First, Department of Education official Shannon Malone said the written comment submitted as of Friday, September 16 consisted of 707 Web submissions, emails, and letters, including 67 statements of support for the Hillsdale standards and 615 statements against. Take out the roughly 240 comments from teachers present whose comments I tallied and reported Saturday—10 for, over 230 against—and non-educator opinion is running 57 in favor and 385 opposed. The 9-to-1 opposition among all commenters and the 7-to-1 opposition among non-educators is not quite as profound a split as the 23-to-1 opposition among K-12 professionals, but when the best showing the Hillsdale standards can get is 13% support, it should be clear that Hillsdale is selling us an inferior product.
Not even the educators on the standards commission are supporting the Hillsdale’s proposed social studies standards. In oral testimony to the Board of Education Standards today, Tea Legacy Elementary principal Dr. Samantha Walder confirmed what fellow commission member and Rapid City social studies teacher Shaun Nielsen told the Associated Press last week: members of the commission received a large packet in the mail, before the commission began meeting, containing a full set of pre-written social studies standards.
Walder told the board that the standards, sent out by Hillsdale College professor emeritus and commission consultant William Morrisey, diverted the commission from reviewing and building on the existing K-12 social studies standards and instead “reduced the commission to essentially proofreading or randomly interjecting content to a bulleted list of exhaustive curriculum topics.” Walder said the Governor’s chief of staff Mark Miller was in charge of approving any changes, not Secretary of Education Tiffany Sanderson.
Walder said she asked Miller and Morrisey to speak with elementary principals at other schools that have adopted Hillsdale’s “classical” education model to get perspective on how those schools make such voluminous standards work. Instead, Walder said she was directed to speak with Jordan Adams, a Hillsdale civics education specialist who was involved in reviewing Florida’s math textbooks for “woke content”. Adams said principals using Hillsdale’s materials wouldn’t speak with her and claimed the schedules for instruction were proprietary.

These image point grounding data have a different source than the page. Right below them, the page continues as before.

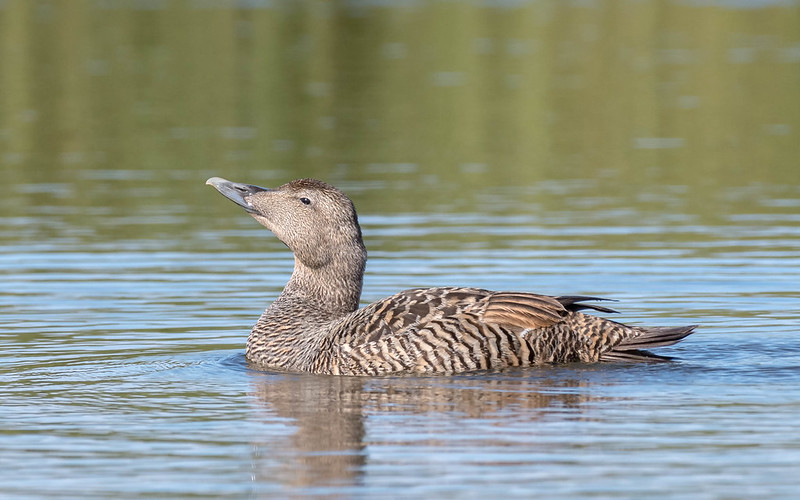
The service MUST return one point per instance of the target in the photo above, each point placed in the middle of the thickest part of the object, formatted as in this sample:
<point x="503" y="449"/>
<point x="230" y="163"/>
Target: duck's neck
<point x="328" y="292"/>
<point x="288" y="334"/>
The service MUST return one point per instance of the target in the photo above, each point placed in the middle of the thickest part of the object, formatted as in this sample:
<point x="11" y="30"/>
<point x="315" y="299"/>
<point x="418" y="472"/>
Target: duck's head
<point x="314" y="219"/>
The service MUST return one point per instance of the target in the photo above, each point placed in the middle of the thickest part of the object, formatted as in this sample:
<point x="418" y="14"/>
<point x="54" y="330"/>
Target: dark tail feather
<point x="632" y="349"/>
<point x="572" y="303"/>
<point x="635" y="355"/>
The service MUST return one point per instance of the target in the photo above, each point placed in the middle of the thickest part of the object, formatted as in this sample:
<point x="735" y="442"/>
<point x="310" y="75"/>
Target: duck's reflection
<point x="328" y="447"/>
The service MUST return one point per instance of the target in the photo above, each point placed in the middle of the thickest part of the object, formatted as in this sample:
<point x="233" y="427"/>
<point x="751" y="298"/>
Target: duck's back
<point x="451" y="330"/>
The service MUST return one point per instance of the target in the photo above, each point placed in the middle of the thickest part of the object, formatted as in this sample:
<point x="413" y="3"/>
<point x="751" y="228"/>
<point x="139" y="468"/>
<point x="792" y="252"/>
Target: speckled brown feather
<point x="315" y="326"/>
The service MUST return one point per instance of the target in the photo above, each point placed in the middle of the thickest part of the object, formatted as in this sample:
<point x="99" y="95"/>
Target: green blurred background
<point x="432" y="99"/>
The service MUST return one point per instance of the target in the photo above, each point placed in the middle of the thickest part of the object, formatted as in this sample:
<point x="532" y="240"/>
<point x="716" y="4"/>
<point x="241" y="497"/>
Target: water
<point x="538" y="146"/>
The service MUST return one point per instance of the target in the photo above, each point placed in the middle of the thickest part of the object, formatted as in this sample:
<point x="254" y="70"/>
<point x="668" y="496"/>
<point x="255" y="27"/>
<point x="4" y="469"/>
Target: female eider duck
<point x="315" y="325"/>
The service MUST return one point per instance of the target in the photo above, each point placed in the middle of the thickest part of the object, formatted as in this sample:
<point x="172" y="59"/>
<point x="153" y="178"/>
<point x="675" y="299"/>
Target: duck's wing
<point x="415" y="309"/>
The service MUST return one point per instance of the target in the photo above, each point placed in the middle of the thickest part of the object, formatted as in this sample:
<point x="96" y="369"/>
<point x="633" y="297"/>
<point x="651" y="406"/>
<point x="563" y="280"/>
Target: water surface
<point x="641" y="151"/>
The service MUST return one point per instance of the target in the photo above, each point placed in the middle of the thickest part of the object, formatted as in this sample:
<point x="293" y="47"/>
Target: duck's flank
<point x="316" y="326"/>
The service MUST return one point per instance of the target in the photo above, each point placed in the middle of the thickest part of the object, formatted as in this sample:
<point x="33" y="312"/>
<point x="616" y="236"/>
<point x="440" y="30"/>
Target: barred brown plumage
<point x="315" y="325"/>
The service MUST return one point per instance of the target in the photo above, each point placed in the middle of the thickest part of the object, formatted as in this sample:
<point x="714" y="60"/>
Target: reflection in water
<point x="329" y="446"/>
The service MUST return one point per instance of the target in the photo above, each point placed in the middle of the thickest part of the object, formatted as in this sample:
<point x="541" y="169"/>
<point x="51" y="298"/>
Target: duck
<point x="316" y="324"/>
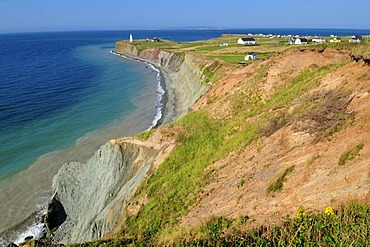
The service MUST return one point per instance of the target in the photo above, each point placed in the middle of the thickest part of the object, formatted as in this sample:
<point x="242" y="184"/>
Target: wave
<point x="160" y="91"/>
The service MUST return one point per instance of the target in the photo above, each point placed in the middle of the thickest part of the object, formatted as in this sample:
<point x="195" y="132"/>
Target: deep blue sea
<point x="63" y="94"/>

Dr. Walder said she cannot support the proposed standards because “the commission never voted on any full documents being circulated” by the Department of Education.

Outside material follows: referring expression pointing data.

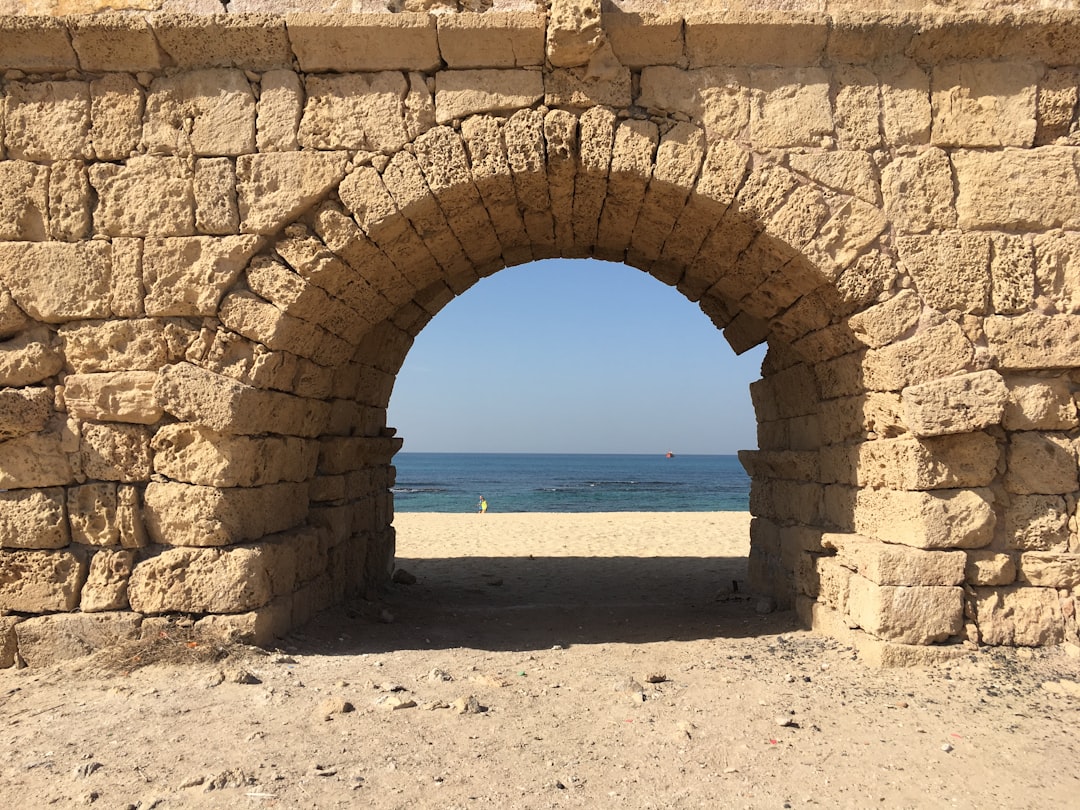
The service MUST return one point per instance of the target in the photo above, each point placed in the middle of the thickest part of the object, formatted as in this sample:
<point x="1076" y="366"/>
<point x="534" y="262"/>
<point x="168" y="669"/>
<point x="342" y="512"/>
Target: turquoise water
<point x="454" y="482"/>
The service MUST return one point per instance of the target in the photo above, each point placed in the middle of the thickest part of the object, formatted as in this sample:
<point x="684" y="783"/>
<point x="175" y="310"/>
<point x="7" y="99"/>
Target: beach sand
<point x="554" y="661"/>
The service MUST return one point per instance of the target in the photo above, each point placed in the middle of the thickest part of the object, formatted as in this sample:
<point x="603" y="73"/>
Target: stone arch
<point x="194" y="401"/>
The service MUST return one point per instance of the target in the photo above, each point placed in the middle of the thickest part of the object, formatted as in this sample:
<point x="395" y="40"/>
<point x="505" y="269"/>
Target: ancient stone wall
<point x="220" y="234"/>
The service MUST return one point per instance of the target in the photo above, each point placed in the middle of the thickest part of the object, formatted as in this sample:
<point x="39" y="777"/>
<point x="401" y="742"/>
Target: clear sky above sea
<point x="574" y="356"/>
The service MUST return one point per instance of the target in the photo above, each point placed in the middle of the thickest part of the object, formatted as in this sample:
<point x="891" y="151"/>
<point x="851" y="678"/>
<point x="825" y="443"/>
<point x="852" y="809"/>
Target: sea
<point x="510" y="482"/>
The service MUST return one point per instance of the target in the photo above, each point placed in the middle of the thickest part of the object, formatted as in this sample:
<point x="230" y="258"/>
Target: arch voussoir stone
<point x="219" y="241"/>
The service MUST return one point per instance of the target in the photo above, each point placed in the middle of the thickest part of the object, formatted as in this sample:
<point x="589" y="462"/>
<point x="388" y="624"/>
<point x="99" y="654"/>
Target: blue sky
<point x="574" y="356"/>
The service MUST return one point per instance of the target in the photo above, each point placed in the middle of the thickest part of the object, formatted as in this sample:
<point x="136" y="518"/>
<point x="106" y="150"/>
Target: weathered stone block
<point x="40" y="581"/>
<point x="92" y="514"/>
<point x="32" y="518"/>
<point x="984" y="104"/>
<point x="908" y="615"/>
<point x="55" y="281"/>
<point x="115" y="396"/>
<point x="942" y="462"/>
<point x="189" y="275"/>
<point x="48" y="121"/>
<point x="24" y="206"/>
<point x="34" y="460"/>
<point x="24" y="410"/>
<point x="200" y="112"/>
<point x="183" y="514"/>
<point x="960" y="404"/>
<point x="109" y="451"/>
<point x="213" y="581"/>
<point x="1041" y="463"/>
<point x="461" y="93"/>
<point x="197" y="455"/>
<point x="937" y="520"/>
<point x="50" y="638"/>
<point x="1018" y="615"/>
<point x="106" y="586"/>
<point x="950" y="270"/>
<point x="146" y="197"/>
<point x="989" y="568"/>
<point x="1037" y="523"/>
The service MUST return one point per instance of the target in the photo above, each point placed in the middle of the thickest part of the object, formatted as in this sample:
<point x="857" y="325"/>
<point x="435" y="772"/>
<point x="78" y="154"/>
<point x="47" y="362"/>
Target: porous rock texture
<point x="221" y="229"/>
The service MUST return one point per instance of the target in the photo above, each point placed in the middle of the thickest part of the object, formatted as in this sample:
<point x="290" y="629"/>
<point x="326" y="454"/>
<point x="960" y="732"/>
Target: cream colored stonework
<point x="220" y="233"/>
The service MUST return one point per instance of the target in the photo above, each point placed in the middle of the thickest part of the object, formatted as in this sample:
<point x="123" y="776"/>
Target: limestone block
<point x="36" y="43"/>
<point x="125" y="298"/>
<point x="1034" y="341"/>
<point x="188" y="275"/>
<point x="368" y="42"/>
<point x="9" y="644"/>
<point x="918" y="192"/>
<point x="941" y="518"/>
<point x="255" y="41"/>
<point x="962" y="460"/>
<point x="355" y="111"/>
<point x="856" y="109"/>
<point x="1012" y="273"/>
<point x="24" y="205"/>
<point x="905" y="105"/>
<point x="577" y="88"/>
<point x="146" y="197"/>
<point x="908" y="615"/>
<point x="1039" y="403"/>
<point x="49" y="639"/>
<point x="196" y="394"/>
<point x="40" y="581"/>
<point x="1037" y="523"/>
<point x="879" y="325"/>
<point x="848" y="172"/>
<point x="960" y="404"/>
<point x="745" y="38"/>
<point x="575" y="32"/>
<point x="48" y="121"/>
<point x="929" y="354"/>
<point x="717" y="98"/>
<point x="950" y="270"/>
<point x="995" y="189"/>
<point x="185" y="514"/>
<point x="106" y="586"/>
<point x="1018" y="616"/>
<point x="989" y="568"/>
<point x="198" y="455"/>
<point x="1057" y="269"/>
<point x="28" y="359"/>
<point x="462" y="93"/>
<point x="115" y="346"/>
<point x="1055" y="106"/>
<point x="116" y="106"/>
<point x="278" y="187"/>
<point x="109" y="451"/>
<point x="55" y="281"/>
<point x="493" y="39"/>
<point x="115" y="42"/>
<point x="113" y="396"/>
<point x="1041" y="463"/>
<point x="790" y="107"/>
<point x="279" y="110"/>
<point x="984" y="104"/>
<point x="24" y="410"/>
<point x="34" y="460"/>
<point x="130" y="517"/>
<point x="200" y="112"/>
<point x="215" y="192"/>
<point x="92" y="513"/>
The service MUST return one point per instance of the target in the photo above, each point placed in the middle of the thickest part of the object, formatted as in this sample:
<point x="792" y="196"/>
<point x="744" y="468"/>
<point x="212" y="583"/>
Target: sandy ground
<point x="554" y="661"/>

Read that again: the commission empaneled to prepare and approve new draft K-12 social studies standards never voted to approve the draft standards before us. When the Governor picked her new standards commission in April, the Department of Education said, “Once approved by the commission, the draft standards will be open to public review, which includes four hearings at locations around the state.” But commission member Dr. Samantha Walder says the commission never voted to approve these standards.
With Walder now joining Nielsen in revealing how the commission actually worked—or didn’t—in writing and approving—or not—the proposed standards, we now have the only two practicing South Dakota K-12 educators on the commission opposing the radical standards the Governor appointed them to review.
Related Unscientific Polling: During his testimony, School Administrators of South Dakota exec Rob Monson asked audience members attending the BOES hearing in the Dakota Event Center to stand if they oppose the Hillsdale standards. A South Dakota Education Association observer says 75% of the 200-strong crowd stood.